Epoch train_loss val_loss
0 0.01 null
0 null 0.02
1 0.005 null
1 null 0.01
2 0.01 null
2 null 0.02

It also shows a step number that I've omitted here, though it's the same for each unique epoch.

Is there any way to place these in a single line in the CSV, using the built-in CSVLogger? I couldn't find anything about this online nor in the documentation.


The following code produces the problem described above:


import torch
from torch.nn import functional as F
from torch.utils.data import TensorDataset
import lightning as pl
from sklearn.datasets import load_iris
from sklearn.model_selection import train_test_split

iris = load_iris()
features, target = iris.data, iris.target

train_features, val_features, train_target, val_target = train_test_split(features, target, test_size=0.2)

train_features = torch.tensor(train_features).float()
val_features = torch.tensor(val_features).float()
train_target = torch.tensor(train_target).long()
val_target = torch.tensor(val_target).long()

dm = pl.LightningDataModule.from_datasets(
    train_dataset=TensorDataset(train_features, train_target),
    val_dataset=TensorDataset(val_features, val_target),
    batch_size=5,
)

class Model(pl.LightningModule):
    def __init__(self):
        super().__init__()
        self.layer = torch.nn.Linear(4, 3)

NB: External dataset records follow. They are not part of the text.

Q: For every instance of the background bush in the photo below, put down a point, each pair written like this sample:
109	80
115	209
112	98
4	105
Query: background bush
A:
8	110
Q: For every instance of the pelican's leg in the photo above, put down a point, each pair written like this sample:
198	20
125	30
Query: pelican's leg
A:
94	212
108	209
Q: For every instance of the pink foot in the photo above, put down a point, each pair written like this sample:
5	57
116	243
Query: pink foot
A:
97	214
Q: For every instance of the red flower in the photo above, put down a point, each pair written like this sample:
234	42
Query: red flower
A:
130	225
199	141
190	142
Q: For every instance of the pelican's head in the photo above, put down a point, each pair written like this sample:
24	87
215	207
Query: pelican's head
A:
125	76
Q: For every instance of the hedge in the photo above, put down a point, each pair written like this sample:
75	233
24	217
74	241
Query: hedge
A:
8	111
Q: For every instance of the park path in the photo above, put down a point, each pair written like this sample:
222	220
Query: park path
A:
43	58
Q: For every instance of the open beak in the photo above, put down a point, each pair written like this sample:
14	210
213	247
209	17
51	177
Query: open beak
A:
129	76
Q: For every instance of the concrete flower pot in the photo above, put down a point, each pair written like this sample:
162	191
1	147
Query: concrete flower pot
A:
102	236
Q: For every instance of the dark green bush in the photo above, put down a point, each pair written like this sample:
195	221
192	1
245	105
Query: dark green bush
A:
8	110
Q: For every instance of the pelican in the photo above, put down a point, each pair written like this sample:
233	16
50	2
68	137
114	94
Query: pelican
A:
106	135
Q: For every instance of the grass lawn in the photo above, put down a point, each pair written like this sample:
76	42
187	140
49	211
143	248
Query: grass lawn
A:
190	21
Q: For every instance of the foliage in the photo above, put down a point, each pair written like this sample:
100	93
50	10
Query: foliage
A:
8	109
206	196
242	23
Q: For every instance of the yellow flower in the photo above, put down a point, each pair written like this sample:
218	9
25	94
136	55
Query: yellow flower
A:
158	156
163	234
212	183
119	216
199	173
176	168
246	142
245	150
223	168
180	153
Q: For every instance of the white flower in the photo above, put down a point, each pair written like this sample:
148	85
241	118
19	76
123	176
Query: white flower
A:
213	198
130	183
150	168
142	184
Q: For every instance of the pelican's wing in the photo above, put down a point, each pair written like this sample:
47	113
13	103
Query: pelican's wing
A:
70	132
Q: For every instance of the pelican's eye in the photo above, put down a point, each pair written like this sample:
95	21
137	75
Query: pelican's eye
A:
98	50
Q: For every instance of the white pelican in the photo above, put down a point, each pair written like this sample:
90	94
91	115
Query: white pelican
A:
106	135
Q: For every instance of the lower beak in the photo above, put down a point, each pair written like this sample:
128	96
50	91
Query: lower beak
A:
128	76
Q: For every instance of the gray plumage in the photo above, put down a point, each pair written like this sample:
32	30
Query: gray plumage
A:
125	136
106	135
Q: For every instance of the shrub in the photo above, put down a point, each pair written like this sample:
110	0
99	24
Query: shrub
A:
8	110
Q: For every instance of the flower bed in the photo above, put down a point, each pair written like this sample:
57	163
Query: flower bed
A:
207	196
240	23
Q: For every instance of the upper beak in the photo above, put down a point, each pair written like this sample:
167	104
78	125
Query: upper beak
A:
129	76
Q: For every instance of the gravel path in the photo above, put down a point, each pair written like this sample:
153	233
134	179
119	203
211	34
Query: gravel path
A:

    def training_step(self, batch, batch_idx):
        x, y = batch
        y_hat = self.layer(x)
        loss = F.cross_entropy(y_hat, y)
        self.log("train_loss", loss, prog_bar=True, on_step=False, on_epoch=True)
        return loss

    def validation_step(self, batch, batch_idx):
        x, y = batch
        y_hat = self.layer(x)
        loss = F.cross_entropy(y_hat, y)
        self.log("val_loss", loss, prog_bar=True, on_step=False, on_epoch=True)

    def configure_optimizers(self):
        return torch.optim.Adam(self.parameters(), lr=0.02)

    def forward(self, x):
        return self.layer(x)

model = Model()
trainer = pl.Trainer(max_epochs=10)
trainer.fit(model, dm)

PyTorch Lightning version: 2.2.2


Solution

  • As a workaround, when I'm processing my data I just do

    import pandas as pd
    
    log = pd.read_csv("path_to_log_file.csv", sep=',')
    log = log.groupby('epoch').mean()  # merge the train and valid rows
    log['Epoch'] = log.index  # because "Epoch" gets turned into the index
    log.index.name = ''  # to remove the name "Epoch" from the index
    

    Works fine for me in pandas v1.4.2 (not sure about others), since the NaNs are treated as 0 by .mean().